The restoration, preservation, and use of medieval monuments in modern times
The concept of the management of monuments includes the care of all immovable and moveable monuments. It is the manner in which they are studied, understood, protected, restored, cared for and used, so that they can be passed on to future generations. Archaeological Law No 3028 'On the protection of antiquities and general cultural heritage' provides a legal framework for this relationship. It includes monuments within the cultural heritage of our country, and enforces their protection. Comparable international agreements such as the 'Venice Charter for the Conservation and Restoration of Monuments and Sites' of 1965, mentions, in Articles 3 and 4 respectively, 'The preservation and restoration of monuments is aimed at their preservation both as works of art and as witnesses to history'. 'The maintenance of monuments has as its overriding requirement the continued and permanent care for their preservation'.
Our relationship with monuments gives rise to obligations, the meeting of which is now an urgent need, but a difficult process, as every monument is unique.
Although monuments are connected to commemoration and the past, they are also a part of the present of all societies, and, if they are carefully maintained and protected, they will become a part of their future.

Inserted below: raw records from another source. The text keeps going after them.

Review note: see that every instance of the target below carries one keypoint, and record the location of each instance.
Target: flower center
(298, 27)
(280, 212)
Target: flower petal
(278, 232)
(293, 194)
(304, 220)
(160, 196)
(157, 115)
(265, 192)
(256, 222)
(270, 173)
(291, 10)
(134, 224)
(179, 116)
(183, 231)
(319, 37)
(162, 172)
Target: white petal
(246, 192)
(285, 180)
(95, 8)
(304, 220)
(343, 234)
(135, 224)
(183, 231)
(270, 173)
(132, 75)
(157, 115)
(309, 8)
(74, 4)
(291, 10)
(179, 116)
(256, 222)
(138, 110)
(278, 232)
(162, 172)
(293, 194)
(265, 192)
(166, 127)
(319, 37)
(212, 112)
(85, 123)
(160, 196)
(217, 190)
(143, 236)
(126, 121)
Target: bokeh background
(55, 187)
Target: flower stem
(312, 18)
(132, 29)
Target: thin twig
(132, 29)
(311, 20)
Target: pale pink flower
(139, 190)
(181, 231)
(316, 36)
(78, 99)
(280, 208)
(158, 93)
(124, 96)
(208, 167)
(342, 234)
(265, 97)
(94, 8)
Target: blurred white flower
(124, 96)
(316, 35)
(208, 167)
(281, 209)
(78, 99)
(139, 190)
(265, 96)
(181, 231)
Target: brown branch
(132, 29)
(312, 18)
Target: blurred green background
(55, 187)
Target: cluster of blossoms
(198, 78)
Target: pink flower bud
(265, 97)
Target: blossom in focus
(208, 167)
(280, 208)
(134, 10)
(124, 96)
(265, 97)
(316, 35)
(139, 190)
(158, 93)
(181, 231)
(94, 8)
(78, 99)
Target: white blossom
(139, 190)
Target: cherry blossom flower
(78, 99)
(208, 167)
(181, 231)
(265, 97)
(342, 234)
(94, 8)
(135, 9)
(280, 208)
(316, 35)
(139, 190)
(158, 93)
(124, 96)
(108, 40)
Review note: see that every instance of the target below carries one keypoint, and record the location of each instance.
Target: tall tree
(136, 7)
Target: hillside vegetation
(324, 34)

The ephorates of antiquities and later monuments are responsible for the protection and preservation of cultural assets, as well as for their modern use. The accession of Greece to the European Union and the Community funds that are made available for culture (3rd Community Support Framework, NSFR) for projects regarding the maintenance, support and restoration of monuments, allowed work to be carried out for the restoration, protection and display of many monuments, and therefore the cultivation of a relationship between the monuments and the society of which they are part.
The contemporary management of immoveable monuments takes on different forms, for example: the parallel restoration and display of the phases of a building; the maintenance of murals in churches; the maintenance of archaeological sites; excavations; and using a monument for a new purpose.
Through all the above activities, monuments acquire a meaning, a place in society, and a function. Through their protection and correct management, which is the not just the responsibility of the State and the competent authorities, but of us all, we achieve the preservation of our cultural heritage.